Can We Trust AI-Inferred User States. A Psychometric Framework for Validating the Reliability of Users States Classification by LLMs in Operational Environments

arXiv cs.AI Papers

Summary

This paper empirically tests the psychometric reliability of LLM-based user state classification, finding that only 31 of 213 metrics met reliability criteria, questioning trust in real-time adaptive systems.

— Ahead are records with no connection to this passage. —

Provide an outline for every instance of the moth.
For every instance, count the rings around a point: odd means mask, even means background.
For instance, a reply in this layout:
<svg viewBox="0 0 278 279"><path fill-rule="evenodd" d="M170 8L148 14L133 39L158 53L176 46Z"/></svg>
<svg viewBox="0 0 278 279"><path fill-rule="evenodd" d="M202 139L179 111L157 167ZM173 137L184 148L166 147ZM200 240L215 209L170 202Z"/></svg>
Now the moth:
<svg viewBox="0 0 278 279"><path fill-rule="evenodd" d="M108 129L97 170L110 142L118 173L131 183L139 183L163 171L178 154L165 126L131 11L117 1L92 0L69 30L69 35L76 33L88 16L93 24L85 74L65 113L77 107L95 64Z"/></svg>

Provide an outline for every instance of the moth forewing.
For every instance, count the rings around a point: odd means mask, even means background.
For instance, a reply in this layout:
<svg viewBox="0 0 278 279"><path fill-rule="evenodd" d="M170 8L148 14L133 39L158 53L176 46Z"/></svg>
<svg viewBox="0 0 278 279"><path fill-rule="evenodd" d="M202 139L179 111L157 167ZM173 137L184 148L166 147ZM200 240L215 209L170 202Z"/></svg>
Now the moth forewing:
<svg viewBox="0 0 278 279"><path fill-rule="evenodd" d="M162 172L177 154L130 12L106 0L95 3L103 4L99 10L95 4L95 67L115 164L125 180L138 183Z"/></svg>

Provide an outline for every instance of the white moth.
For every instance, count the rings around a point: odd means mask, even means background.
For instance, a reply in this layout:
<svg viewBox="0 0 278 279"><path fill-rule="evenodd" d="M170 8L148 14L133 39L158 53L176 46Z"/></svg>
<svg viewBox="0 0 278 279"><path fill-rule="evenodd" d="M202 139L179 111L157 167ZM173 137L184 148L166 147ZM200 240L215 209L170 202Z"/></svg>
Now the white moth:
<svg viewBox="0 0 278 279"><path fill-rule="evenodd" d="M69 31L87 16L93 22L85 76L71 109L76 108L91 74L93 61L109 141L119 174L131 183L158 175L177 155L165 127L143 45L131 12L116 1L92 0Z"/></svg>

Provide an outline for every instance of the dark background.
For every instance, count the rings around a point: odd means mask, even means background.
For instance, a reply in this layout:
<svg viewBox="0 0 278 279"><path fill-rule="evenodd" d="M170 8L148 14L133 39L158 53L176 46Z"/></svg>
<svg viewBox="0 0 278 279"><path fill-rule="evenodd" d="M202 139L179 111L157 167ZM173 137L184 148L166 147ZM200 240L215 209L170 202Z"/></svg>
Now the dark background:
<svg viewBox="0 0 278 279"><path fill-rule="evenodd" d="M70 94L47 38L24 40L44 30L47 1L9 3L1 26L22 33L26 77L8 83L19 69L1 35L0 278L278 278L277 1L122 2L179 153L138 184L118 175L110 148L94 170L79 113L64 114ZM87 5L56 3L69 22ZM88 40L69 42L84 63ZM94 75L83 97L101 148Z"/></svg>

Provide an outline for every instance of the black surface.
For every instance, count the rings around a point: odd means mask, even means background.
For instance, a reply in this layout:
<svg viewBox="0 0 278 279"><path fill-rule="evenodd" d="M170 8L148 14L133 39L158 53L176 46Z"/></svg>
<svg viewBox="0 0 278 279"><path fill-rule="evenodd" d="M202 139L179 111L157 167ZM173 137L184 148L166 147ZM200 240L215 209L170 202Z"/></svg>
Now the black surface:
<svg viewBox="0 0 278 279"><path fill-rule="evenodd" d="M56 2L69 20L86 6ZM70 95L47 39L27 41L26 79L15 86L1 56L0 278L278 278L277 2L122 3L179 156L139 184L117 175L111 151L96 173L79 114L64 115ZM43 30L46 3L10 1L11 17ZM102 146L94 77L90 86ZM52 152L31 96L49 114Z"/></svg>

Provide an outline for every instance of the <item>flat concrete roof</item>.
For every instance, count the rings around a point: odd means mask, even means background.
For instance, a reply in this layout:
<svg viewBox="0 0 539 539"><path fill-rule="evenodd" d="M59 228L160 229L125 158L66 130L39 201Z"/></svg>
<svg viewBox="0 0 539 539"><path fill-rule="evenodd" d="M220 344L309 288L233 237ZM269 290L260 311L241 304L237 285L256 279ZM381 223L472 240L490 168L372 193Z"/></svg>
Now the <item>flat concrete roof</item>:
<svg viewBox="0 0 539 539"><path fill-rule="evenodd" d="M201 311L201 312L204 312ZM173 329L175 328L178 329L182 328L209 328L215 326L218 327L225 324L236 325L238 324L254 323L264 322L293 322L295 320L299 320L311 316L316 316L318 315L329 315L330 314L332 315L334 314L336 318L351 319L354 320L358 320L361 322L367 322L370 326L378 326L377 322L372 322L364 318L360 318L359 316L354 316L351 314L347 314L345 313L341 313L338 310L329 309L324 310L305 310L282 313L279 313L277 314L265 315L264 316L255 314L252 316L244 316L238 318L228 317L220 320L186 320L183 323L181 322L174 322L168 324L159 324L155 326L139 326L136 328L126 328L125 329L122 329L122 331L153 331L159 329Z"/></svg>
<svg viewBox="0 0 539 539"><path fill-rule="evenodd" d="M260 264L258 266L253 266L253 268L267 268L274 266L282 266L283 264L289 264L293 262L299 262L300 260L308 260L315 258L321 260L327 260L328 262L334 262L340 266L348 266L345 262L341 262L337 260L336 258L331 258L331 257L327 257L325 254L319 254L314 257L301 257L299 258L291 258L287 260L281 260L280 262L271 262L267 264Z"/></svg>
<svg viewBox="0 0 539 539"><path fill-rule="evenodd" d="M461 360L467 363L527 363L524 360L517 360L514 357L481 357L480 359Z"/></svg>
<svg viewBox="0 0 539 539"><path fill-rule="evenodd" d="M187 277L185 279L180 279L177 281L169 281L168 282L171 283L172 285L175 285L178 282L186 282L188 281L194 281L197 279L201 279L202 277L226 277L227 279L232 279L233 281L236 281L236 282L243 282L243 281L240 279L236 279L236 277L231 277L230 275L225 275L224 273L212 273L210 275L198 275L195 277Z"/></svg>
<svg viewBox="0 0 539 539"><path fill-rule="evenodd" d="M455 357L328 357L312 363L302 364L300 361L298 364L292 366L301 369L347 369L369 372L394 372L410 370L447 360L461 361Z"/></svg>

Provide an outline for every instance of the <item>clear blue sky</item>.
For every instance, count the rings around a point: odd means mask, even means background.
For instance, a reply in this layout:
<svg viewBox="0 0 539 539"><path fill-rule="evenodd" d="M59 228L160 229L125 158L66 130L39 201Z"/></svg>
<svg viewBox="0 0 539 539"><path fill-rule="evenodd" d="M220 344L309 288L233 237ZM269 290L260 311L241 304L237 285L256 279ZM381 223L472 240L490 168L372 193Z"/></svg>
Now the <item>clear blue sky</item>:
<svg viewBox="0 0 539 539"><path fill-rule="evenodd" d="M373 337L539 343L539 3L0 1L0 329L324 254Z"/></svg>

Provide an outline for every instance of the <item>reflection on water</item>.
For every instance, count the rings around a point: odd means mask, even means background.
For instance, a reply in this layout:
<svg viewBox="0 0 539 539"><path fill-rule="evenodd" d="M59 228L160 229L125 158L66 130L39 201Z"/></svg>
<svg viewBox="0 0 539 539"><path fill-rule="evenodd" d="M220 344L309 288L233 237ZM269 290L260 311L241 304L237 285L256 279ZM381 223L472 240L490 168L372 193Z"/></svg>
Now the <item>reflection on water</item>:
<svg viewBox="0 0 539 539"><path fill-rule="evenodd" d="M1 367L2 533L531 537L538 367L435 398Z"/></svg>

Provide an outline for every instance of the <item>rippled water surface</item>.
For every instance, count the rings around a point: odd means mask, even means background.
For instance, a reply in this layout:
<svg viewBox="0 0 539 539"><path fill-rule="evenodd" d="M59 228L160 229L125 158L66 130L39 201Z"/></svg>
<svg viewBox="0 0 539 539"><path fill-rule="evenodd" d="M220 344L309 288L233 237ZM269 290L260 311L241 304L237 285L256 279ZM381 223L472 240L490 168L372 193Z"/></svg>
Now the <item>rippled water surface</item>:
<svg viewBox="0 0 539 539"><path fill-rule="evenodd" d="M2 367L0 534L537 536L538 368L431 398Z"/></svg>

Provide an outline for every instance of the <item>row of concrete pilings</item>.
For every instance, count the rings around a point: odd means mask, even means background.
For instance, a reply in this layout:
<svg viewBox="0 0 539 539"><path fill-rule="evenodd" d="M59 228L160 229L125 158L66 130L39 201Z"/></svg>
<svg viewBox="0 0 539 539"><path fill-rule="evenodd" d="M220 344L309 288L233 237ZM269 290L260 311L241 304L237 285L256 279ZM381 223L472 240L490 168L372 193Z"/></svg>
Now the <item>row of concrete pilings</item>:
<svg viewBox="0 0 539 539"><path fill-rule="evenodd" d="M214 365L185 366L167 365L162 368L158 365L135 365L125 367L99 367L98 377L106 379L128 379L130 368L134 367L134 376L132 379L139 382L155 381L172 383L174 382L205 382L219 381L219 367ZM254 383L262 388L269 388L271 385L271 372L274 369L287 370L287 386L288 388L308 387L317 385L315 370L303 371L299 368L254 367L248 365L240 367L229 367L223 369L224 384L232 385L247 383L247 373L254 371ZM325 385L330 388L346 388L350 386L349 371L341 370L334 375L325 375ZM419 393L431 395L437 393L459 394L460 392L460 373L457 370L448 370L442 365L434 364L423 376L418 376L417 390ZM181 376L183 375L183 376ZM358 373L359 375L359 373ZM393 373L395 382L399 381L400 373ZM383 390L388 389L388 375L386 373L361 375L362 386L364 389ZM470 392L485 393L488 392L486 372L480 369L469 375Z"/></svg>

arXiv:2605.15734v1 Announce Type: new Abstract: The use of large language models to assess user states in conversational and adaptive systems is based on the assumption that the metrics used for such assessment are stable and interpretable at the level of individual scores. This paper empirically tests this assumption, focusing on the psychometric reliability of artificial intelligence (AI) measures of user states. This study employed replication evaluation procedures to assess the repeatability of a broad set of metrics across three different bimodal large language models (GPT-4o audio, Gemini 2.0 Flash, Gemini 2.5 Flash). Analyses include both individual score reliability and aggregated reliability, allowing us to distinguish metrics potentially useful for real-time adaptation from those that retain their value only in aggregated analyses. The results demonstrate that metric reliability cannot be considered a default property in interpretive domains. The lack of stability at the level of individual scores precludes the interpretation of such scores as indicators of user state in real-time adaptive systems, even if these metrics demonstrate stability after aggregation. At the same time, the study indicates that individually unstable metrics can retain analytical utility in post-hoc studies, identifying rules governing interactions and their relationships with user experience parameters such as satisfaction, trust, and engagement. The main contribution of this work, besides quantifying the severity of the problem (only 31 of 213 metrics met the criteria), is the proposal of a replicable evaluation framework, enabling measurable evaluations of metric applicability. This approach supports more responsible AI design of adaptive systems, in which the interpretation of results requires explicit validation of reliability and monitoring for violations over time.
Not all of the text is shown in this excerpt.